Did you know that Men tend to get reviews that focus on the substance of their work; while women are 22% more likely to get feedback on their personality, according to a new analysis of performance reviews from 253 companies [Axios].
And, the statistics don’t stop there. It’s clear that through countless studies, there is a clear disparity in how some organisations deliver feedback and approach performance reviews based on gender. In some circumstances, this can lean in the “favour” of women in the workplace, and in others, it puts women at a higher disadvantage.
This boils down to a certain element of feedback: personality and behaviour at work.
Personality feedback or comments on behaviour unfortunately contributes to the wider issue of gender bias that is already present across a number of industries. The bottom line is that it creates an unfair feedback and progression system - and can damage all genders as a result. It makes the criteria for promotion difficult, and can also be contradictory for organisations that are actively trying to work on their gender diversity.

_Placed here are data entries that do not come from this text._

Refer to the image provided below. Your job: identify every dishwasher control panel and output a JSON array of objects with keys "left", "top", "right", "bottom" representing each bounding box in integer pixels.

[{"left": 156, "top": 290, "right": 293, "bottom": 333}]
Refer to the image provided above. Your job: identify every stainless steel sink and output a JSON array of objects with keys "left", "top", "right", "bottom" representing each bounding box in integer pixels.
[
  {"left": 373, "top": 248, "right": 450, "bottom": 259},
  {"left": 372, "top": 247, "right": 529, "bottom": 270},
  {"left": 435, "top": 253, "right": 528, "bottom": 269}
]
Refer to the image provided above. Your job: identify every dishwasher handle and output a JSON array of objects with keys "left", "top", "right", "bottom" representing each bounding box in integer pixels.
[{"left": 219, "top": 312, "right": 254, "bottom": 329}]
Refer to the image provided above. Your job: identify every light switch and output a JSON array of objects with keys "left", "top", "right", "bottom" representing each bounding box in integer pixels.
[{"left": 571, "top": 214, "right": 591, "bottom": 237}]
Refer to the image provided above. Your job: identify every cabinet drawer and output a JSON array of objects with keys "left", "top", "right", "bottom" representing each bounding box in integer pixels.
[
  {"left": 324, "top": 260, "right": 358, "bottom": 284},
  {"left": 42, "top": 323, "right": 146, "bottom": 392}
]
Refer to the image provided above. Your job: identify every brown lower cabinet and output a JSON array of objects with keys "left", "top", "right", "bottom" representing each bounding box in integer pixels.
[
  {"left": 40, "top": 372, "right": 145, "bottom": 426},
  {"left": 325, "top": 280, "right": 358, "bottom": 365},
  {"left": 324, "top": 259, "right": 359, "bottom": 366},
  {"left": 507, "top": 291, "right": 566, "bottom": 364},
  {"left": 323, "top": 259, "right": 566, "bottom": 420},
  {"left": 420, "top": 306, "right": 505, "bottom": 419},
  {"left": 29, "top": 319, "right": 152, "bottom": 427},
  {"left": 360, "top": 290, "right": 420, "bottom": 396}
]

Focus on skill set and performance vs personality traits
When delivering feedback - whether this is on a specific situation or during a scheduled monthly, quarterly, or annual review, it’s crucial to stick to the facts. Not only does this enable you to deliver feedback that is measured and clear, but it also eliminates any possibility for unconscious bias (or even your conscious bias) to creep in.

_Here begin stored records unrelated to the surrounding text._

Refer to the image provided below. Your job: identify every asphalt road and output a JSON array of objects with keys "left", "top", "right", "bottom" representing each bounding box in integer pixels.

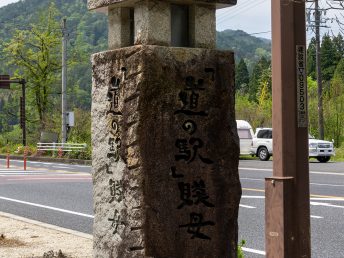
[
  {"left": 0, "top": 158, "right": 343, "bottom": 257},
  {"left": 0, "top": 159, "right": 93, "bottom": 233},
  {"left": 239, "top": 160, "right": 344, "bottom": 258}
]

Unconscious bias and how this contributes to gender bias in the workplace
We all have biases - whether these are unconscious or conscious. If we steer too far away from fact vs opinion, this is when gender bias can creep in and cause issues.
Let’s say hypothetically that you’re delivering two quarterly reviews on the same day, for a male and a female who are both at the same level. But, because of the unconscious bias that you have towards women - you tell the male that his personality is assertive in the workplace but you tell the woman that her personality is blunt in the workplace.

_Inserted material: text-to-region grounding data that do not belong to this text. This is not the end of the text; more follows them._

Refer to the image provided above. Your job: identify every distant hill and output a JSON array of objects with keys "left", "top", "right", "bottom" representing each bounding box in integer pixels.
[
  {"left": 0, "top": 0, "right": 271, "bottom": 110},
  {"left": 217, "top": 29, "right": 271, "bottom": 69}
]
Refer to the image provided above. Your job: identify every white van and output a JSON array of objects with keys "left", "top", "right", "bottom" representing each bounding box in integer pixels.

Language such as this is often unintentional, but there are countless examples online and in life where women have come up against being called aggressive or blunt when their male counterparts will be praised for being assertive and demonstrating great leadership qualities.
Although this is a hypothetical situation, it’s the reality for many women in the workplace. Additionally, this enabling of unconscious bias when delivering feedback harms all genders - not just women.
It creates the idea that men must be assertive to receive positive feedback on their personality - which again, isn’t the reality for all men! Having softer leadership skills, lacking assertiveness and being kinder is praised when it’s a woman, but labelled as weaker if it’s a man. Instead of labelling and allowing our biases to trickle through - always focus on the facts.
Ensure that your feedback process is the same for all genders
For some organisations, feedback on personality and communication styles is inevitable - especially for those managing large teams or progressing into a role where communication feedback is needed.
But, you must ensure that the process is the same for all genders: female, male, non-binary - or any other gender present in your organisation. It creates a fair feedback process and also enables you to be better aware of your conscious (or unconscious) biases.